Retraite : une « double peine » selon les syndicats

Publié le 05/07/2011
Quelques jours après la fin de la retraite à 60 ans, un nouvel allongement de la durée de cotisation, plus rapide que prévu, se dessine, une perspective que les syndicats ont qualifié hier de « double peine » pour les salariés.
Retraite : une « double peine » selon les syndicats
Retraite : une « double peine » selon les syndicats
Quelques jours après la fin de la retraite à 60 ans, un nouvel allongement de la durée de cotisation, plus rapide que prévu, se dessine, une perspective que les syndicats ont qualifié hier de « double peine » pour les salariés.

© Vosges Matin, Mardi le 05 Juillet 2011 / France

 

A l'origine de ces craintes : un « avis technique » que doit rendre demain le Conseil d'orientation des retraites (COR). De sources concordantes, il y évoquera l'allongement de la durée de cotisation nécessaire pour une retraite à taux plein à 41,5 ans pour les générations nées à partir de 1955.

Actuellement, cette durée de cotisation est de 40 ans et trois trimestres (pour la génération 1951) et doit passer en 2012 à 41 ans (pour la génération 1952). La réforme des retraites de 2010 a prévu qu'elle passerait ensuite à 41 ans et un trimestre en 2013 (pour les générations 1953 et suivantes).

Mais rien n'est encore décidé pour après, notamment pour la génération 1955, dont le nouvel âge de la retraite est désormais de 61 ans et huit mois. Aux termes de la loi, les personnes nées en 1955 doivent être prévenues au plus tard cette année d'un éventuel changement de la durée de cotisation.

Le COR -- instance indépendante composée de représentants des partenaires sociaux, des parlementaires et de l'Etat -- a donc été chargé de se prononcer sur ce point.

Gains d'espérance de vie

Mais son avis ne sera « en aucune manière une préconisation », seulement la conséquence d'une « application de la règle fixée par la loi du 21 août 2003 », a tenu hier à rappeler son président, Raphaël Hadas-Lebel.
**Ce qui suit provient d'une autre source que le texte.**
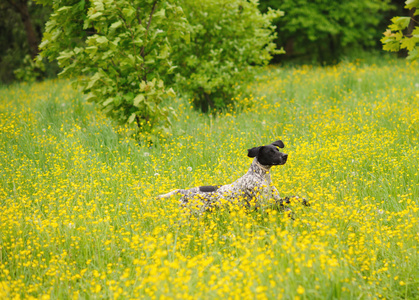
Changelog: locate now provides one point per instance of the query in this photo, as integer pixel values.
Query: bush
(228, 38)
(403, 33)
(323, 31)
(119, 51)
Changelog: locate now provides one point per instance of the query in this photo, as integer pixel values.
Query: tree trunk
(21, 7)
(412, 23)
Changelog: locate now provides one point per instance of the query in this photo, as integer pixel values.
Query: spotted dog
(249, 190)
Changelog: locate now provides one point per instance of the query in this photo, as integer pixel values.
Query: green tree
(403, 33)
(228, 38)
(324, 30)
(119, 51)
(21, 27)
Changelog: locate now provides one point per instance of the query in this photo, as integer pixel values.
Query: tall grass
(79, 220)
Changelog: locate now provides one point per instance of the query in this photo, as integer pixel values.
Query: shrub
(228, 38)
(323, 31)
(402, 34)
(120, 50)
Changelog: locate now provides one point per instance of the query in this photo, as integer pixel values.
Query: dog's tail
(170, 194)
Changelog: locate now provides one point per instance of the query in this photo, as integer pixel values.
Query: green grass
(79, 220)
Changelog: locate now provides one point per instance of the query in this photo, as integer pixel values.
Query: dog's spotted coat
(249, 190)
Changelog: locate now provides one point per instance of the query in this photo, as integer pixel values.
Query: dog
(250, 190)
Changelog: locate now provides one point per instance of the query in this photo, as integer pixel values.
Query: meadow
(79, 218)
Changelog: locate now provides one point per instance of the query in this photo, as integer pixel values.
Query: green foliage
(228, 38)
(401, 34)
(15, 61)
(324, 30)
(120, 50)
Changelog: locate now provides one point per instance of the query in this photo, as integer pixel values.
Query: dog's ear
(253, 152)
(279, 144)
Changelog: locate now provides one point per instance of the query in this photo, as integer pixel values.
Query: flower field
(79, 218)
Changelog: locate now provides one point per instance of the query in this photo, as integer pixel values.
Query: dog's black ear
(279, 144)
(253, 152)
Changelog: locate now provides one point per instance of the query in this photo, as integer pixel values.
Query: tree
(324, 30)
(120, 52)
(403, 33)
(21, 27)
(228, 38)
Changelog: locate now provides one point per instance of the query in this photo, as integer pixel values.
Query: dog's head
(269, 155)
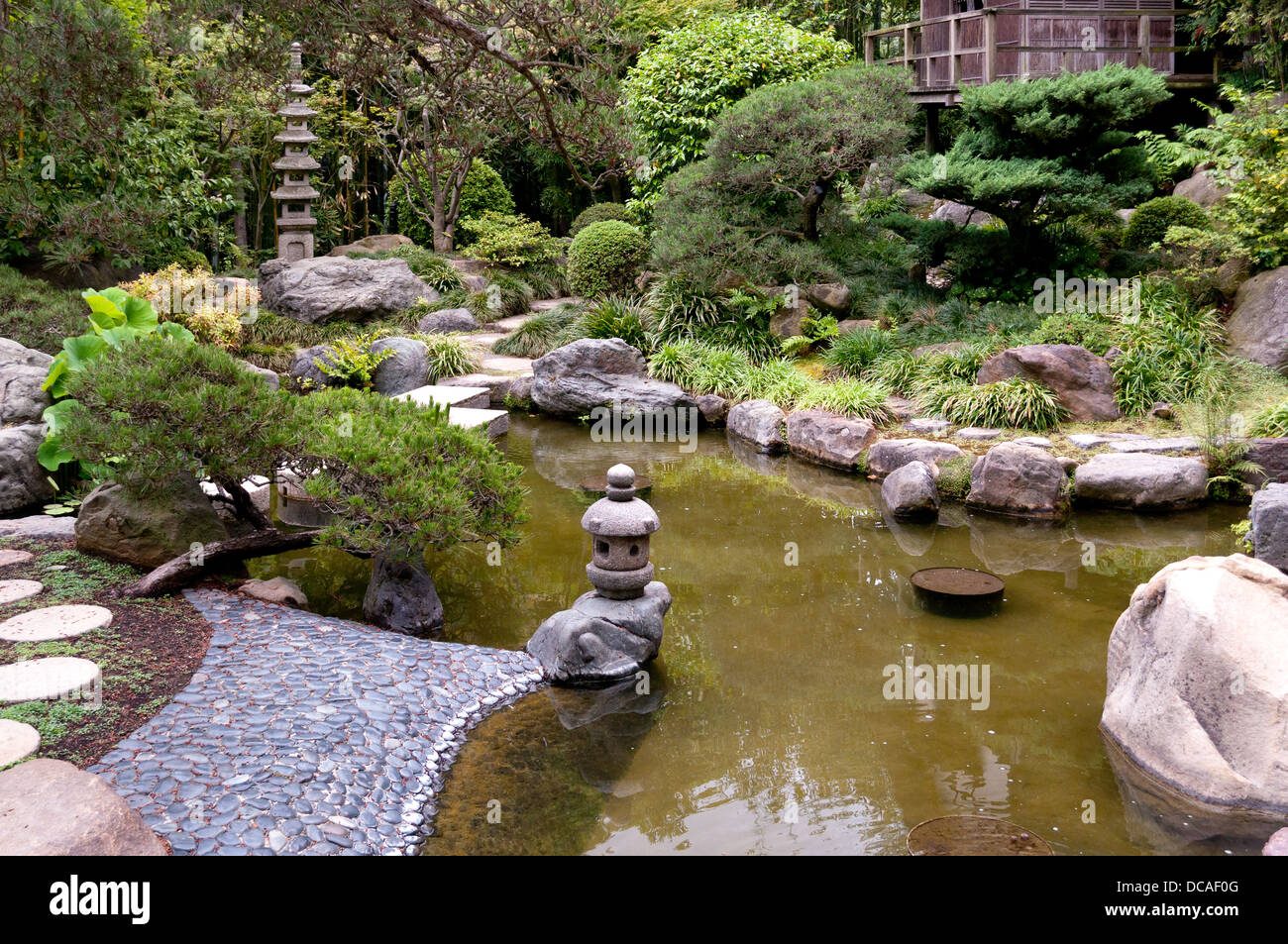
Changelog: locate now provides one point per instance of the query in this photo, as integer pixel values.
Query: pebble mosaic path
(307, 734)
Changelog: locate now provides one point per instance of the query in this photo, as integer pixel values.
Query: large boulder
(51, 807)
(22, 371)
(400, 595)
(597, 639)
(340, 288)
(1258, 325)
(910, 492)
(1140, 481)
(889, 455)
(22, 479)
(403, 369)
(591, 372)
(760, 423)
(1014, 479)
(1271, 455)
(146, 532)
(380, 243)
(1083, 381)
(1198, 682)
(827, 438)
(449, 320)
(1201, 188)
(1269, 531)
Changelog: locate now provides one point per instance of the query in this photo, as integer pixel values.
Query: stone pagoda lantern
(295, 196)
(619, 526)
(613, 630)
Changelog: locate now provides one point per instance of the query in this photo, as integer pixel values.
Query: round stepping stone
(44, 681)
(12, 590)
(17, 741)
(54, 622)
(11, 557)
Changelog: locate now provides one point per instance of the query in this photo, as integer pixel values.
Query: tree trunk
(183, 570)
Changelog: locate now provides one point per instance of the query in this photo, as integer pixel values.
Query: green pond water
(764, 725)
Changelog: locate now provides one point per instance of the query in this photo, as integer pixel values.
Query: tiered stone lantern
(295, 196)
(613, 630)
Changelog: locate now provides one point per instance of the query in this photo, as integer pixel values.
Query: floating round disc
(11, 557)
(960, 591)
(599, 483)
(974, 836)
(54, 622)
(43, 681)
(13, 590)
(17, 741)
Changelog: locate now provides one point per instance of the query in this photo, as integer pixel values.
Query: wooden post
(990, 46)
(954, 65)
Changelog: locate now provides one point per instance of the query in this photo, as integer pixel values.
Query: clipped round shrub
(1151, 219)
(597, 213)
(605, 258)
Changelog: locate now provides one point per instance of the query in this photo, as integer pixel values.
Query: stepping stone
(46, 681)
(494, 364)
(926, 425)
(12, 590)
(494, 421)
(1168, 445)
(446, 395)
(17, 741)
(8, 557)
(978, 433)
(54, 622)
(497, 384)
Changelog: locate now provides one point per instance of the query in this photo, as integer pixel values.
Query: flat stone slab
(46, 681)
(978, 433)
(17, 741)
(922, 424)
(307, 734)
(494, 421)
(1090, 441)
(1168, 445)
(449, 395)
(494, 364)
(11, 557)
(54, 622)
(13, 590)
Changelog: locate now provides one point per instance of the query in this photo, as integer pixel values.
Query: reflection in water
(764, 728)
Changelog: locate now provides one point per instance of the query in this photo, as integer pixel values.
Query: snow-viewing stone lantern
(614, 629)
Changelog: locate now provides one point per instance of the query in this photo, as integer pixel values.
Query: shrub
(1271, 421)
(398, 478)
(509, 239)
(482, 192)
(855, 352)
(450, 356)
(605, 258)
(597, 213)
(37, 314)
(682, 82)
(160, 410)
(1014, 402)
(539, 335)
(612, 316)
(1150, 220)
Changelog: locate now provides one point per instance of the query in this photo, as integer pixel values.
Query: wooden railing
(974, 52)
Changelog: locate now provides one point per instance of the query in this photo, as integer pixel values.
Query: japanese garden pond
(765, 724)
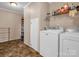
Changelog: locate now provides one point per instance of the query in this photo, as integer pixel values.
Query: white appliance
(69, 44)
(34, 34)
(49, 42)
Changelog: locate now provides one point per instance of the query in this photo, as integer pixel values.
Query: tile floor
(17, 48)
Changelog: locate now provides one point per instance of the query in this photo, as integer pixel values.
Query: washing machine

Cette loi stipule que les gains d'espérance de vie à 60 ans doivent se répartir entre un allongement de la vie professionnelle (pour les deux tiers) et de la retraite (pour un tiers).

En juin 2010, lors de la présentation de sa réforme des retraites, le gouvernement avait déjà évoqué le passage à 41,5 ans de la durée de cotisation... mais seulement à l'horizon 2020.

Dans l'intervalle, l'Insee a produit de nouvelles projections sur l'espérance de vie, qui expliquent le nouveau calcul que doit publier le COR.

« C'est clairement une double peine. On ajoute la réforme de 2003 à celle de 2010 », a lancé Phillipe Pihet, chargé des retraites pour FO, rappelant que l'âge minimal de la retraite devait déjà progressivement passer de 60 à 62 ans d'ici 2018, du fait de la réforme de novembre dernier.

« Il faut stopper ces mécanismes, il faut redéfinir ce qu'est une carrière complète, revenir sur l'âge légal, et avoir un dispositif reconnaissant la pénibilité », a estimé son homologue de la CGT, Eric Aubin.

Même la CFDT, qui avait pourtant soutenu le mécanisme introduit en 2003, s'est insurgée. « La logique de la réforme des retraites de 2003, c'était 'on maintient les 60 ans et on va relever la durée de cotisation en fonction des gains d'espérance de vie'», a expliqué Jean-Louis Malys. « Mais le cumul des deux mesures, le recul de l'âge légal à 62 ans et l'allongement de la durée de cotisation, n'est pas acceptable », a-t-il ajouté.

L'UMP, sans se prononcer sur la nouvelle durée de cotisation évoquée, a souligné que « le rôle des responsables publics, c'est d'adapter le modèle social » aux évolutions démographiques.

Sollicité, le gouvernement n'a pas souhaité réagir avant la publication de l'avis du COR. S'il décidait d'entériner un nouvel allongement de la durée de cotisation à partir de la génération 1955, il devrait publier un décret en ce sens avant la fin de l'année.